The Human Annotated and Predicted Protein Interaction (HAPPI) Database is a free, open-access, and comprehensive database collection of computer annotated human protein-protein interactions from public data sources and computational predictions.
The database was developed by exhaustively integrating publicly available human protein interaction data from BioGRID,I2D, IntnetDB, HPRD, and STRING databases into a data warehouse powered by our Oracle 11g relational database server. In the data warehouse, various types of sequence, structure, pathway, and literature annotation data from established bioinformatics resources such as NCBI, PubMed, UniProt, HUGO, EBI, PDB were also integrated.

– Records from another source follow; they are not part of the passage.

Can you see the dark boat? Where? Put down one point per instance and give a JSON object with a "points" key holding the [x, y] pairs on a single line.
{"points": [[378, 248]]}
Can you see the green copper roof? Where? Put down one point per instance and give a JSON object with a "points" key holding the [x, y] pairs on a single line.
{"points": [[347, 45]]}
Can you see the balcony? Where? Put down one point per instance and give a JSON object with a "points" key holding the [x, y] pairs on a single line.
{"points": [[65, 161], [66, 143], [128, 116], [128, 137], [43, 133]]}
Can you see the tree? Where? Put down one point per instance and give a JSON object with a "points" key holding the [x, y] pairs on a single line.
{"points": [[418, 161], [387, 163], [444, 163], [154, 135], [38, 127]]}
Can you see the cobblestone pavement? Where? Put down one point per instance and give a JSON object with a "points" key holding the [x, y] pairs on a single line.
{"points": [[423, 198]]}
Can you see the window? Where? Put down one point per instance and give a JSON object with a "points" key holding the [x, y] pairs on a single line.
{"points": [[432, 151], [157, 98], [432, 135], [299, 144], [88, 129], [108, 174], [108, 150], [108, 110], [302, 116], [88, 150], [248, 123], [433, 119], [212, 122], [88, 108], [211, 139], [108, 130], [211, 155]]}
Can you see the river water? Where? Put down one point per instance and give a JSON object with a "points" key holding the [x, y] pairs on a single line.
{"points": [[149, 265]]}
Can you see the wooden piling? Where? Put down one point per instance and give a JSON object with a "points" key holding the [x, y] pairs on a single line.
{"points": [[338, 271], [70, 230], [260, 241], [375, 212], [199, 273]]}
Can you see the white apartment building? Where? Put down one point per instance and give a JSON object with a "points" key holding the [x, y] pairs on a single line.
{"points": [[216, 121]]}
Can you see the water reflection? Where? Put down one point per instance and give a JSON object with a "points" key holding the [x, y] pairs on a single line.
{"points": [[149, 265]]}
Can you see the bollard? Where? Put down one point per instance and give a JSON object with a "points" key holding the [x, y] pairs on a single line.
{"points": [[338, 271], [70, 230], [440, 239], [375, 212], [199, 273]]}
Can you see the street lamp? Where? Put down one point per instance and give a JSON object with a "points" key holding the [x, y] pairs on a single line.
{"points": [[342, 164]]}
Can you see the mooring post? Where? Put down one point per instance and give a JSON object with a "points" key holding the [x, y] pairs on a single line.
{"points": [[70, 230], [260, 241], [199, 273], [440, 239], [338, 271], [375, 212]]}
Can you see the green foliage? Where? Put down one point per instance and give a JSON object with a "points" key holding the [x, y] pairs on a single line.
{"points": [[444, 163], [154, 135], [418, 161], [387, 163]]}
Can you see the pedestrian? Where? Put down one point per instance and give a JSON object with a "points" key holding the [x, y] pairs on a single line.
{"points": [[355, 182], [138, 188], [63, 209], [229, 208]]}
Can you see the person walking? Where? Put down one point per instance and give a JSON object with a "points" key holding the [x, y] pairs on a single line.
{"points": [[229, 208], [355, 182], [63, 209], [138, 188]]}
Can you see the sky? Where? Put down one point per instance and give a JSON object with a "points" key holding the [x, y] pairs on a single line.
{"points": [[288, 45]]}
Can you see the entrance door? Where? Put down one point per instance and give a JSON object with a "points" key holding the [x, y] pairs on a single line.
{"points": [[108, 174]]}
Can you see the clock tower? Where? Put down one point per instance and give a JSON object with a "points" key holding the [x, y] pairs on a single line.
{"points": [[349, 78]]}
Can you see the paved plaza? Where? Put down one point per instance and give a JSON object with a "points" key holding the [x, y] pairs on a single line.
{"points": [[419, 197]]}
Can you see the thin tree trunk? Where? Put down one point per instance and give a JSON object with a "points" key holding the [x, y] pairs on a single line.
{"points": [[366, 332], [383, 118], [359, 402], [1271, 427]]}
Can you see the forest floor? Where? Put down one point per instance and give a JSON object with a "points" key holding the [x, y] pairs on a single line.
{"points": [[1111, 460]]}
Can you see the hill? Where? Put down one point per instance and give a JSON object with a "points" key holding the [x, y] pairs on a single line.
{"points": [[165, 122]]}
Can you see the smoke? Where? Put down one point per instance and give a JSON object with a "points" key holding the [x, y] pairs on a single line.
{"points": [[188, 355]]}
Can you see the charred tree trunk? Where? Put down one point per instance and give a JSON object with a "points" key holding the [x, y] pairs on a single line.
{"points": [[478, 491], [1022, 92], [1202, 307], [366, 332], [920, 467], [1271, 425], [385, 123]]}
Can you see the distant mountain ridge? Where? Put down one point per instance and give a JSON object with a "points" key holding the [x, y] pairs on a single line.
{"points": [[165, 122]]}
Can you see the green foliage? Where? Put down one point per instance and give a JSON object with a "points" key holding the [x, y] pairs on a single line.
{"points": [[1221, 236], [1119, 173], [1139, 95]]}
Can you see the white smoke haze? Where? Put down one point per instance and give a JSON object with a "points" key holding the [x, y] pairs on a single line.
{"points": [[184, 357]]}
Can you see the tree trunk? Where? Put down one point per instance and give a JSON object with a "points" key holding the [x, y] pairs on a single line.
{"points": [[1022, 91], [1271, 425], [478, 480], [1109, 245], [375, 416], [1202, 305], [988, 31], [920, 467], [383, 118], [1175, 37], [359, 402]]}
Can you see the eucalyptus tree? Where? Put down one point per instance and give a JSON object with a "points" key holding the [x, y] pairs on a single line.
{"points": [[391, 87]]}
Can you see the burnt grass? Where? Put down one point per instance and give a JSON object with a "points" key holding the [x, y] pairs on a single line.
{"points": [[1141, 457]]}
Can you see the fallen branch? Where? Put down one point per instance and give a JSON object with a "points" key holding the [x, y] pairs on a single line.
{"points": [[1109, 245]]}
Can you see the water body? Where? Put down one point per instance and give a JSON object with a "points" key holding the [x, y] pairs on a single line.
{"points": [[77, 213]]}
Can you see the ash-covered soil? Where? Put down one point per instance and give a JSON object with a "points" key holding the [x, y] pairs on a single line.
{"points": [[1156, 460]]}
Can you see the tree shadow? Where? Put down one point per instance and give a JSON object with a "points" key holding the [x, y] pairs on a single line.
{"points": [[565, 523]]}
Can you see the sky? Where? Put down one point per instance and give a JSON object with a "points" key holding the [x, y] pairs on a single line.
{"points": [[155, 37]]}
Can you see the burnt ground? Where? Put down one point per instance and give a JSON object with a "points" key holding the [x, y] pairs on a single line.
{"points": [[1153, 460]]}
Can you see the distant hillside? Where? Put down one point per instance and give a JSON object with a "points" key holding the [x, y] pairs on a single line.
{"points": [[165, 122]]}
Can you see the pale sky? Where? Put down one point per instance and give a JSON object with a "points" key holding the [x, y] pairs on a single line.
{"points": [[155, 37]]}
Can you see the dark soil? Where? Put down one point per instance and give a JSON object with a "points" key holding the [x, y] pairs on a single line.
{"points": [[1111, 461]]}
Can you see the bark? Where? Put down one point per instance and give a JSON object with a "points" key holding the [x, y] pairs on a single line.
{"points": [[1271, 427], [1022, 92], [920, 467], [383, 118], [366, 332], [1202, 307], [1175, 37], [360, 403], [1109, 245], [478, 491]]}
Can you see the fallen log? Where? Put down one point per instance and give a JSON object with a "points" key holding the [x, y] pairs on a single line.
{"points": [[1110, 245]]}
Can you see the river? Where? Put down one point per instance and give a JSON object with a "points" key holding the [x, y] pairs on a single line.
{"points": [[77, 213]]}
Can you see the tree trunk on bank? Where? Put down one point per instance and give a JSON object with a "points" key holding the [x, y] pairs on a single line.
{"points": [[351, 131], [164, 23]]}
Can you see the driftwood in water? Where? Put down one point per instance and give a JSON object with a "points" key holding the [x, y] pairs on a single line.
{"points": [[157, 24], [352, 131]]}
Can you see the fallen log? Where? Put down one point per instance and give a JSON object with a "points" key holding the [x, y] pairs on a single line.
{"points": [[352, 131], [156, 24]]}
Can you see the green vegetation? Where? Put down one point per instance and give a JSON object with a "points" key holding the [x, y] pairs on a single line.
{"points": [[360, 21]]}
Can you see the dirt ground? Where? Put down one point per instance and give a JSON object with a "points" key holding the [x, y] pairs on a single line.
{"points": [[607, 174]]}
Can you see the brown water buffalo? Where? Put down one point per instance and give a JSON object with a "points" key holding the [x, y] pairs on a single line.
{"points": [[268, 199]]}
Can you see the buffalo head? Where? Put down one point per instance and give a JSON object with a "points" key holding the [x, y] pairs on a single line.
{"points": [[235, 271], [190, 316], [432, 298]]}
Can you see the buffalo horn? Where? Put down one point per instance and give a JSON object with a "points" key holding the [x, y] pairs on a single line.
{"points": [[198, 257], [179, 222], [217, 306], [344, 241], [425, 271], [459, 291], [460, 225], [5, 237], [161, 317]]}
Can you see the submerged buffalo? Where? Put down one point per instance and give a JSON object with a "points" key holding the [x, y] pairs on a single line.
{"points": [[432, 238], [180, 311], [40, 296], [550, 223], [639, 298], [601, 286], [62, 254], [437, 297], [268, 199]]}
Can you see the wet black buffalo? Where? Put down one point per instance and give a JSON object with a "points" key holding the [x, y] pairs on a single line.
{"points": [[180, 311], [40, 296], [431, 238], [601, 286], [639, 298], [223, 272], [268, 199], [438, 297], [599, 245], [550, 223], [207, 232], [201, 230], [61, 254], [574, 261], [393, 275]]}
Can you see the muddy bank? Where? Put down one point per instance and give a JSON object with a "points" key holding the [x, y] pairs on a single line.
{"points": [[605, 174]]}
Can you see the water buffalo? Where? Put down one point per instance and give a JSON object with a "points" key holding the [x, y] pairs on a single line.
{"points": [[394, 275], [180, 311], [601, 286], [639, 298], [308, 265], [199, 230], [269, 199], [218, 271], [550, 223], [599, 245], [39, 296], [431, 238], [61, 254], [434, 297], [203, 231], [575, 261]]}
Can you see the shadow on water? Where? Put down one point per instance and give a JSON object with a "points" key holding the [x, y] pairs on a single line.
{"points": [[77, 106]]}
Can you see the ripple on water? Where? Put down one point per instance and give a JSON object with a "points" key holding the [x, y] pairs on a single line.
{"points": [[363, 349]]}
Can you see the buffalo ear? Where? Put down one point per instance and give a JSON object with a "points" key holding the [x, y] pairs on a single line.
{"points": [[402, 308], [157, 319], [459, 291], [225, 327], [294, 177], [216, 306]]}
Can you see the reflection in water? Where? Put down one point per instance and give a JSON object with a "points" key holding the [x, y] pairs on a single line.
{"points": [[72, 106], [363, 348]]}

Our long-term goal is to develop a new type of protein interaction database resource for biomedical scientists, who are interested in evaluating biological significant protein interactions, developing disease pathway models, and identifying disease drug targets or diagnostic biomarkers.

Why HAPPI?

In the current release of the HAPPI database, users can examine protein interaction in many ways.

  • The database is very comprehensive, containing 2,922,202 non-redundant reliable human protein interaction pairs among 32,125 human proteins (identified by UniProt ID) as of released in November 2010. In other major public protein interaction databases, the average reported human interaction pairs range from a count of 10,000 to 45,000.
  • Each interaction in HAPPI is assigned a confidence score between 0 and 1 and a corresponding converted confidence rank stars of 1, 2, 3, 4, and 5 (read the next section here for details). This scoring framework provides a unified framework for users to choose an appropriate reliability level (and therefore, a subset) of interactions for their own study. While "total protein interactions" represented in the HAPPI databases at all star ranks exceeds 1.2 million entries, HAPPI database defines "reliable interactions" stringently, requiring a "reliable interaction" to have a score of 0.75 and above (4 or 5 rank stars) to be included.
  • Each interaction in HAPPI is computationally annotated with bioinformatics data including biological pathway, gene function, protein family, protein structure, sequence features. The convenient convergence of these information enhances user's ability to examine the biological validity and significance of specific interactions and their relevance to disease specific studies.

How to Cite this Work?

For both in-depth technical details and citation of this work, please refer to the following article:

Jake Y. Chen, SudhaRani Mamidipalli, and Tianxiao Huan (2009) HAPPI: an Online Database of Comprehensive Human Annotated and Predicted Protein Interactions, BMC Genomics, Vol. 10, Suppl 1: S16 (free access here)

System Architecture

HAPPI database is developed as a classical 3-tier data-driven web application.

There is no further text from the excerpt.